SITE OCCUPANCY IN NONTRONITE STUDIED BY ACID DISSOLUTION AND MOSSBAUER-SPECTROSCOPY

The dissolution of two Ca2+-exchanged nontronite samples has been studied in 10% HCl. Early acid-dissolution studies (Osthaus, 1954) have indicated that after two hours of dissolution most of the octahedral Fe3+ ((VI)Fe3+) would be removed leaving mainly tetrahedral Fe3+ ((IV)Fe3+) in the nontronite structure. In the present study, Fe-57 Mossbauer spectra of acid-treated samples were recorded and fitted with two octahedral Fe3+ (2 x (VI)Fe3+) and two octahedral and one tetrahedral (2 x (VI)Fe3+, 1 x (IV)Fe3+) doublet models. The Mossbauer spectra of acid-treated Garfield nontronite samples could be adequately fitted with two-doublet models but acid-treated Hohen Hagen nontronite samples could not. Isomer shift and quadrupole splitting values obtained from the two-doublet models corresponded to (VI)Fe3+ and not (IV)Fe3+, as was suggested by the Osthaus (1954) experiment. When an (IV)Fe3+ doublet was included in the model used to fit the Mossbauer spectra of acid-treated Garfield nontronite samples, a slight increase in the intensity of the (IV)Fe3+ doublet occurred with increasing dissolution, but this was much lower than indicated by Osthaus (1954).

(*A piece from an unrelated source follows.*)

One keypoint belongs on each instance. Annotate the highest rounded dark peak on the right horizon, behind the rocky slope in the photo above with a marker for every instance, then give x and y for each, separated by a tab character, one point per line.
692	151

No trend in the intensity of the (IV)Fe3+ doublet was observed for acid-treated Hohen Hagen nontronite. Therefore, acid treatment appears to remove (VI)Fe3+ and (IV)Fe3+ from the nontronite structure at about the same rate. Mossbauer spectroscopy, infrared spectroscopy and X-ray powder diffraction data indicate that the nontronite that remains undissolved following acid treatment is structurally similar to the untreated nontronite.